Speaking of extreme, ‘Blood on the Lupines’ is flanked on either side by two of Inter Arma’s wildest ever compositions. ‘The Atavist’s Meridian’ may not be entirely without precedent in their catalogue (‘’sblood’ and ‘Violent Constellations’ come immediately to mind), but the malevolent churn that the band whips into life during the song’s breathtaking opening minutes sets a new standard for chaotic heaviness. Childers’ performance is simply phenomenal, and Paparo is at his most deranged, whilst the contributions by Dalton, Kerkes and Russell feel less like parts written for and performed by bass and guitar, than an unholy noise summoned from the depths of the earth. There’s a period of respite during the song’s middle section but it is defined by a pervasive sense of uneasiness; the threat of being thrust back into the raging inferno of that striking album art hanging overhead. Spoiler alert: you get thrust back in. And then some.
Given its subject matter, it makes sense that the closing title track is the most aggressive song on an album that already wasn’t shy about how mad it was about a lot of things. Quite plainly an indictment of Trump and especially the GOP’s backbone-deficient willingness to follow the “charlatan [with the] forked tongue” down any outlandish, self-serving avenue he sees fit, in their quest for “power absolute,” ‘Sulphur English’ sees the band plow through passages of blistering death-metal, before slowing down to a funeral trudge to drive home the moral imperative like exasperated and weary blows to the head: “sever the corrupt tongue of the imperious fool,” Paparo growls. You can’t help but feel that anti-Trump demonstrations would be a lot more effective if protestors sounded like the Inter Arma frontman.
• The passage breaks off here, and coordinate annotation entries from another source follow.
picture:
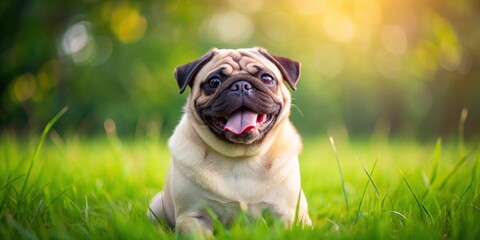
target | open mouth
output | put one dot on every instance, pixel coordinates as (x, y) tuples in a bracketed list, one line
[(241, 121)]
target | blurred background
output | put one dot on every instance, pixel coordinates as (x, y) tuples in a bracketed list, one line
[(405, 68)]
As the title track fades out on a cacophony of blast beats, piercing feedback and distended slabs of guitar, you realise that you now find yourself, silent and alone in the dark. Dawn has not broken. You’ve been on a journey through that black and blustery night of America’s soul, but you still have to make your own way out to the light. Inter Arma aren’t going to hold your hand and tell you that everything’s going to be ok. That’s why Sulphur English is lacking in the unguardedly beautiful moments that had graced Paradise Gallows. It’s an album that’s decidedly a product of and reaction to the times. Despite the grandeur, theatricality and sheer exuberant technicality of everything this band does in their music, the fact that they’re engaging with the uncomfortable realities of the present adds a new string to their bow and arguably makes them more vital a band than ever. Ever since Sky Burial’s release in 2013, the metal community has been hailing Inter Arma as one of the form’s leading lights. Sulphur English may not quite attain the same stratospheric heights as that record did, but, sitting shoulder-to-shoulder alongside the rest of their catalogue, it easily earns Inter Arma the right to be heralded as the metal act of the decade.